N domain blocks guide-target pairing beyond positon 16
(Fig.3b)19ntの相補的なtarget RNA(21nt)では、15ntのものと類似していた。(Fig.3c) N domainにより16ntより先の伸長が阻害され(guide鎖の16はTyr43に、target鎖の16はPro44に固定される)、それぞれ別々の方向に分かれた。

A pair of MG2+ cations mediates cleavage chemistry
(Fig.3e,f)RNase Hによる加水分解は2つのMg2+イオンにより増強される(position A; 核にアタックして水分子を活性化、position B; 転移を安定化)。Ago ternary complexへのMg2+の結合を調べるために、Mg2+存在下での構造を解析した。(Supp Fig.18) Mg2+1個と2個ではPAZ domainとtarget鎖の構造に変化が見られ、2個のときに触媒残基が最適な配置になることがわかった。

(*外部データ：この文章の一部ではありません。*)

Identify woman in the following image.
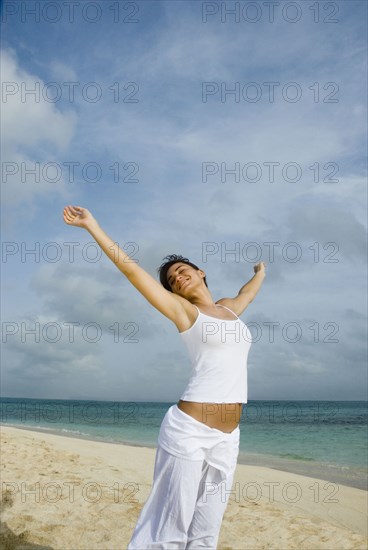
[64,206,265,550]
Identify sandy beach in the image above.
[0,426,368,550]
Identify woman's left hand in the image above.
[253,262,266,274]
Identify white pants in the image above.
[128,405,239,550]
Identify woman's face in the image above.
[166,262,203,296]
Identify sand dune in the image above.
[0,426,368,550]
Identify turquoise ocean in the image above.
[0,397,368,490]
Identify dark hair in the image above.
[157,254,208,292]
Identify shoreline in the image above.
[0,423,368,491]
[0,425,368,550]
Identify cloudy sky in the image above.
[1,0,367,402]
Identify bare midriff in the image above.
[178,399,242,433]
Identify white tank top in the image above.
[179,304,252,403]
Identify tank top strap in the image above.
[217,304,239,319]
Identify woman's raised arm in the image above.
[64,206,186,324]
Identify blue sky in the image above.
[1,1,367,402]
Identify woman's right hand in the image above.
[64,205,94,229]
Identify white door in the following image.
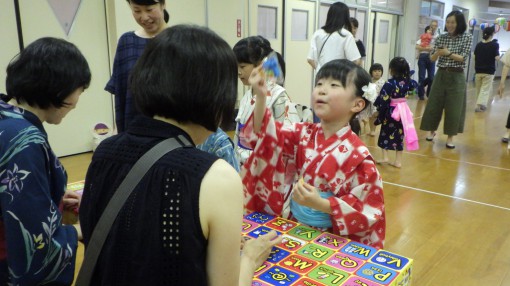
[248,0,283,54]
[18,0,113,156]
[367,12,398,77]
[285,0,316,106]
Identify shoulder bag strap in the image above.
[317,34,331,58]
[75,135,193,286]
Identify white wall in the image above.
[0,1,19,93]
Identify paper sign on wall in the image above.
[48,0,81,36]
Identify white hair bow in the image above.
[361,83,377,103]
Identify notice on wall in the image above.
[48,0,81,36]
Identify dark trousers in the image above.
[506,109,510,129]
[420,69,466,136]
[418,53,436,98]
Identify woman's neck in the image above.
[153,115,213,145]
[8,99,46,122]
[135,24,167,39]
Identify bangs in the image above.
[233,43,252,65]
[315,60,356,87]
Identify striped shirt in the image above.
[432,33,473,68]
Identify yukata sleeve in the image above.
[241,108,301,215]
[271,91,290,122]
[374,82,393,125]
[329,158,386,248]
[214,130,240,173]
[0,142,78,285]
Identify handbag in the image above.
[75,135,193,286]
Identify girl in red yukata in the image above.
[241,60,386,248]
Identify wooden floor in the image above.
[62,81,510,286]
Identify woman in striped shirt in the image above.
[420,11,473,149]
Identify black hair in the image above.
[368,63,384,76]
[349,17,359,28]
[315,59,371,116]
[389,57,411,79]
[4,37,91,109]
[126,0,170,23]
[483,26,496,41]
[129,25,237,132]
[233,36,285,81]
[322,2,352,34]
[446,10,467,35]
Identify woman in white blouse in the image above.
[308,2,361,73]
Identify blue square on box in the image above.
[259,266,301,285]
[356,263,398,285]
[248,226,281,238]
[244,212,275,224]
[266,246,290,264]
[340,241,377,260]
[370,250,409,270]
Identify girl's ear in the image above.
[351,97,365,113]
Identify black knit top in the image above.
[80,117,217,285]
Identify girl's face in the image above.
[372,70,382,81]
[129,2,166,36]
[312,78,364,122]
[446,16,457,35]
[351,26,358,38]
[237,63,255,85]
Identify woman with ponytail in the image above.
[475,26,499,112]
[307,2,361,73]
[234,36,296,166]
[105,0,170,133]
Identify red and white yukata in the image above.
[241,109,386,248]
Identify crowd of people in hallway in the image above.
[0,0,510,285]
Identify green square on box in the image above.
[307,264,350,285]
[287,225,322,241]
[297,243,335,262]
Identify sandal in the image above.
[446,143,455,149]
[425,132,436,142]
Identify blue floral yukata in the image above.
[0,100,78,285]
[374,78,418,151]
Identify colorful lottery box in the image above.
[242,212,413,286]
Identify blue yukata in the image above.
[374,78,418,151]
[104,32,150,133]
[197,127,241,172]
[0,100,78,285]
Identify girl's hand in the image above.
[498,83,505,98]
[437,47,450,56]
[292,179,322,210]
[248,65,267,96]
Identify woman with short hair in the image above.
[420,11,473,149]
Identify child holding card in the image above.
[241,60,385,248]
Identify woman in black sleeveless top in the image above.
[80,26,281,285]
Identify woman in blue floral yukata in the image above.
[0,38,91,285]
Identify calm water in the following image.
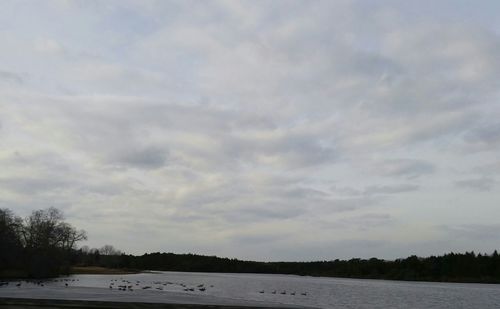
[52,272,500,309]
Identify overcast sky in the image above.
[0,0,500,261]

Analysis of the catalytic activity of T.thermophilus Ago&Minimal target DNA requirements
酵素活性をDNA target(RNAよりきれいな結果を得られるから)を用いて解析し、target鎖自体の性質を調べた。(Fig.4b)target鎖の長さを5'側から短くすると、切断活性16ntまで短くしても変わらず、15nt以下で活性が急激に低下した。切断には17より先の2本鎖は必要ないことがわかった。(Fig.4c)次に15ntのDNA targetをはじからずらして作成し用いると、4-18までは同等の活性が見られたが、5-19で活性が急激に低下した。切断に1-3は必要ないことがわかった。以上より4-16がペアになっていることが、21nt DNA guideのときに必要であることがわかった。一方guide鎖に関しては、9ntまで短くてもtarget RNAの切断に十分であることを前回報告している(10-16は必要ない?)。9ntのguide DNAは3'端がPAZ domain始めから結合していないことから、Ago ternary complexが切断活性化構造になるには、3'端とPAZとの結合がとれるのが必要で、それ(PAZの旋回によるguide DNAとの結合が外れること)は16ntまでの2本鎖形成により起こる。

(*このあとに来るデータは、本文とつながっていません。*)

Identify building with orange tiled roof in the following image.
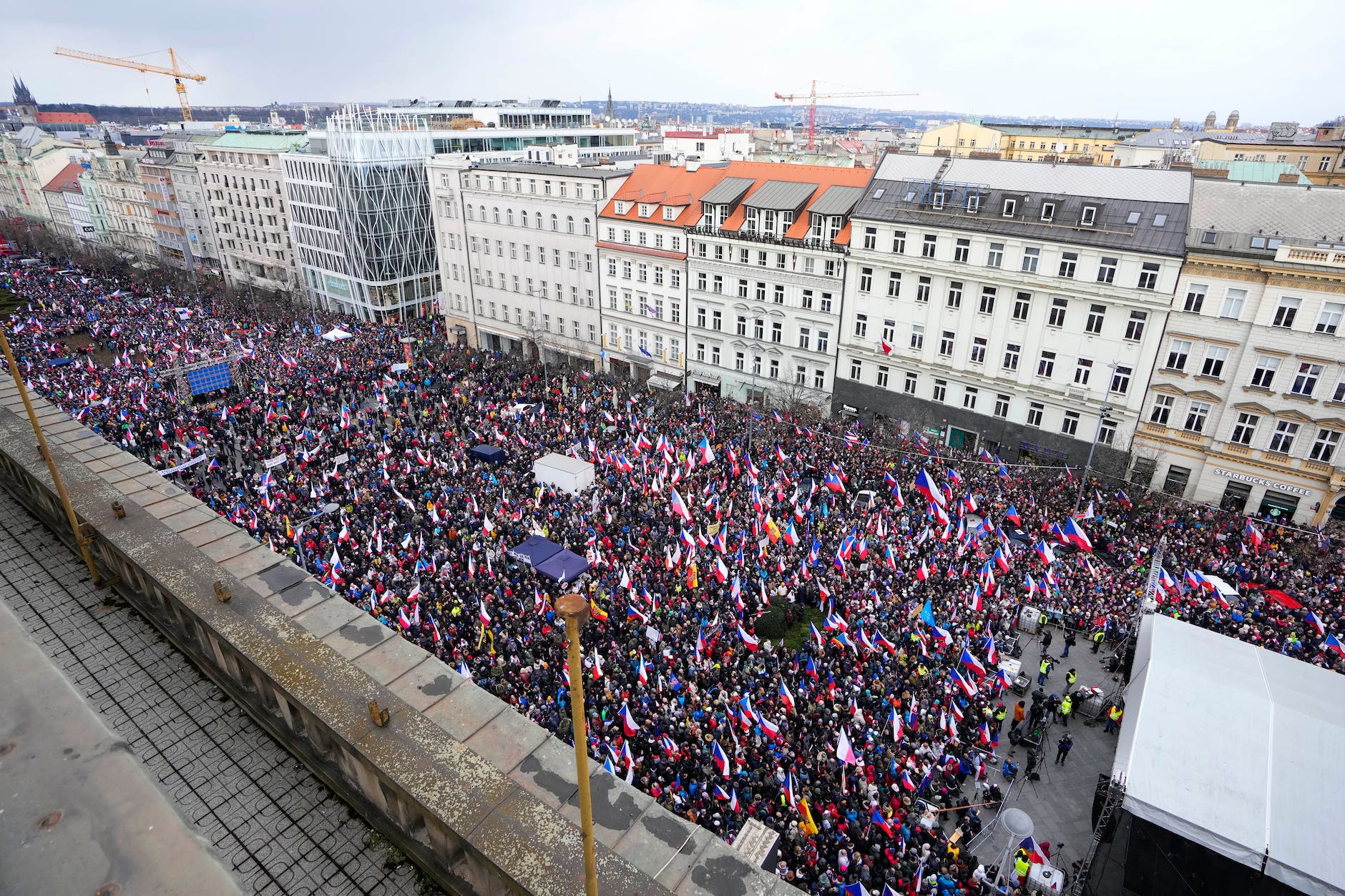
[686,162,873,413]
[597,162,728,389]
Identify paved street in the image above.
[0,491,416,896]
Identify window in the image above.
[1218,288,1247,320]
[1228,413,1261,445]
[888,270,901,299]
[1183,401,1209,432]
[1288,360,1322,398]
[1163,339,1192,370]
[1317,301,1345,335]
[1047,299,1070,327]
[971,336,986,365]
[1126,311,1149,342]
[1248,355,1279,389]
[978,287,995,315]
[1084,305,1107,334]
[1307,429,1341,464]
[1075,358,1092,386]
[1200,346,1228,380]
[1266,420,1298,455]
[1149,395,1175,426]
[1270,296,1302,330]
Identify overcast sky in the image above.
[10,0,1345,124]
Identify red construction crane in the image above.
[775,81,917,151]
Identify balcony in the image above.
[1275,244,1345,269]
[691,225,846,255]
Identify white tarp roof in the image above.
[1114,616,1345,896]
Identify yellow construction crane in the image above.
[57,47,206,121]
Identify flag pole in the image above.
[555,594,597,896]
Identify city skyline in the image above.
[6,0,1341,125]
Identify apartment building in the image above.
[284,99,639,320]
[197,132,305,292]
[686,162,873,413]
[426,153,630,368]
[835,153,1192,471]
[597,162,728,389]
[1131,179,1345,523]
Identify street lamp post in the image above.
[555,594,597,896]
[1075,360,1116,514]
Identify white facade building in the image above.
[688,163,871,413]
[1131,177,1345,525]
[835,153,1192,471]
[197,132,305,292]
[426,153,628,368]
[597,163,725,389]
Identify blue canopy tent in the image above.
[509,536,561,569]
[466,445,504,464]
[532,550,593,585]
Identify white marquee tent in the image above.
[1114,616,1345,896]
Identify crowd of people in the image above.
[0,252,1345,895]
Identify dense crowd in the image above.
[0,252,1345,893]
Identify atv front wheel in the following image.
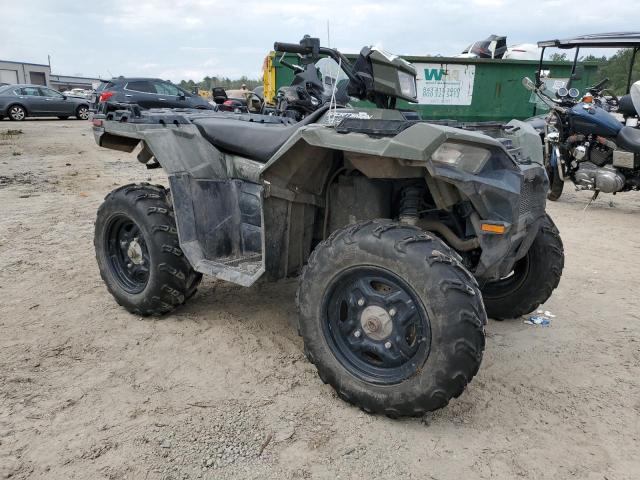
[94,184,202,316]
[298,220,486,417]
[482,215,564,320]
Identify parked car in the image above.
[455,35,540,60]
[92,77,215,110]
[62,88,93,98]
[0,84,89,121]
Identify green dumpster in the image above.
[271,53,599,122]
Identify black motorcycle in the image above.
[523,33,640,200]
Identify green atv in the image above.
[93,37,564,417]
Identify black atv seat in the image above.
[616,127,640,153]
[191,107,328,163]
[618,94,638,117]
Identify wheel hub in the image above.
[127,237,144,265]
[360,305,393,340]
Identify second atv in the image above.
[93,37,564,417]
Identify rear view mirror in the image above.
[522,77,536,92]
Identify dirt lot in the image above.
[0,120,640,480]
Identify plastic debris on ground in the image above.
[524,310,555,327]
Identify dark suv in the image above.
[91,77,215,110]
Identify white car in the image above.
[62,88,91,98]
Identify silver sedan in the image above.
[0,84,89,121]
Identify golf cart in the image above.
[93,37,564,417]
[523,32,640,201]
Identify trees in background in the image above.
[179,75,262,91]
[549,48,640,95]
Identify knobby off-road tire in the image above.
[482,215,564,320]
[297,220,486,417]
[94,183,202,316]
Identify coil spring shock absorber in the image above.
[399,183,424,225]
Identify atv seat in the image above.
[191,107,328,163]
[616,127,640,153]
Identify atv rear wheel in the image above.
[298,220,486,417]
[482,215,564,320]
[94,184,202,316]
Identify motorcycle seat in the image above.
[191,107,327,163]
[616,127,640,153]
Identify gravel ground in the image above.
[0,120,640,480]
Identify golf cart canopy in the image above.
[538,32,640,49]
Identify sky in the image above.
[0,0,640,82]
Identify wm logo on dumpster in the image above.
[424,68,447,82]
[424,68,459,82]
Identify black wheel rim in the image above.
[482,253,531,299]
[323,267,431,385]
[105,214,151,294]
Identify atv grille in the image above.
[519,181,534,217]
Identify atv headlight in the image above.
[398,70,418,98]
[431,142,491,173]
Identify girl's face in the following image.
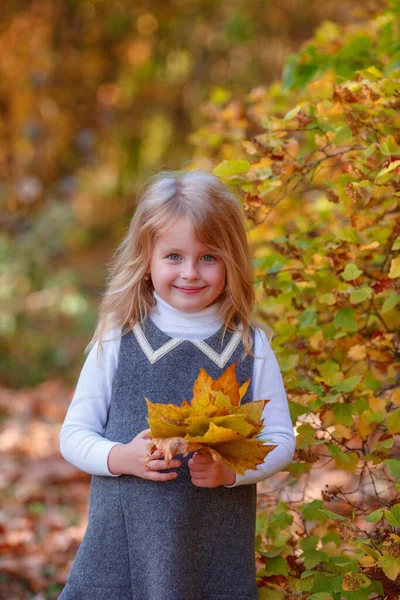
[149,218,226,313]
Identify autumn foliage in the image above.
[146,363,275,475]
[192,2,400,600]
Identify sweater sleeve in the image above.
[60,329,120,477]
[225,329,296,487]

Target DNA sugar-phosphate backbone role during cleavage
(Fig.5a)Target DNAの構造と切断活性との関係を調べるために、修飾DNAを用いて解析した。切断リン酸ジエステル結合部の近傍の11の2'-deoxyriboseを2'-OHを2'OMeにすると切断されなくなり、逆に2'-F(negative chargeなので)にすると増強された。(Fig.5b)切断部のリン酸基をO(Mg2+)からS(Mn2+)へ置換すると、Mg2+での切断活性がなくなり、Mg2+と直接連携していると考えられた。Rp型のSはMn2+の添加によりrescueされるが、Sp型はされない。Rp型は構造的に金属イオンAとのみ連携していることから、金属イオンAによる配置はflexibleであると考えれる。